Eligible workers left without income in the seven local government hotspot areas will be able to access the one-off payment from July 1.
Treasurer Dominic Perrottet on Friday night also said he was looking at ways to provide support of affected businesses and workers.
NSW recorded 22 new local Covid-19 cases on Friday.
The testing centre at Bondi Beach continues to see steady numbers during the early part of the lockdown in Sydney
In a concerning development, people exercising with no masks were seen at Coogee Beach in Sydney
NSW Police were out monitoring residents in Rushcutters Bay Park in Sydney’s east on Saturday
With gyms in Sydney’s east closed due to lockdown, locals flocked to parks and reserves to get in their Saturday morning exercise
Members of the public wait to be tested for Covid-19 at a pop up clinic at Bondi Beach in Sydney on Saturday morning
Eleven cases were detected in the 24 hours to 8pm on Thursday night, six of which were already reported. There were 17 further infections after 8pm which will be recorded in Saturday’s tally.
Premier Gladys Berejiklian said authorities expect the number of cases to surge further, despite the lockdown.
‘We expect household contacts to develop the virus,’ Premier Gladys Berejiklian told reporters on Friday after a crisis meeting to review the swelling figures.
‘Our aim is to make sure that we get on top of any potential spread and that we also get on top of any chains of transmission that our testing hasn’t picked up.’
But the Australian Medical Association has said the current restrictions will not be enough to get on top of the outbreak, and it has called for the entire Sydney basin to be locked down.
Adding to the concern is confusion about the rules of the lockdown.

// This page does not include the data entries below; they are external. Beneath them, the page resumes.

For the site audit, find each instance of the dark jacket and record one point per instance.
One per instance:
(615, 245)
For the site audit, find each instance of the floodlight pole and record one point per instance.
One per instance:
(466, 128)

Rushcutters Bay Park in Sydney’s east was a popular venue for many wanting to exercise on Saturday morning
A number of people were also spotted with their dogs early on Saturday in Sydney’s east
Gyms in Sydney’s east may be closed during the lockdown – so people have been spotted in their droves exercising in public parks (pictured Rushcutters Bay Park)
Sydney’s CBD is currently resembling a ghost town, with city workers encouraged to leave the office and work from home where possible until Friday, July 2
Bondi Beach was brimming with people early on Saturday morning, as they were out exercising soon after the sun rose
NSW Health Minister Brad Hazzard said on Friday that retail, weddings, funerals and community sport could continue in the restricted areas.
‘Other non essential businesses and other services in houses of worship will cease,’ he tweeted.
Late on Friday health authorities added the Chinese restaurant Lotus Barangaroo to the growing list of exposure sites, ordering anyone who visited the venue on the afternoon of Sunday June 20 to isolate for 14 days.
People who have been to Lyfe Cafe at Bondi Beach, Lean Bean Fitness at Bondi, Moore Park View Hotel at Waterloo and Doncaster Hotel at Kensington at specified times must also isolate for a fortnight
Several shops and cafes in Barangaroo, Double Bay, Cecil Hills, Chipping Norton, Randwick, Zetland and Burwood were also added to the list, with people being told to test and isolate until they get a negative result.
A number of public transport routes were also affected.
Restrictions remain in place for other areas of Greater Sydney as well as the Central Coast, Blue Mountains, Wollongong and Shellharbour, while those who live or work in the Inner West, Canada Bay or Bayside council areas are still barred from leaving metropolitan Sydney.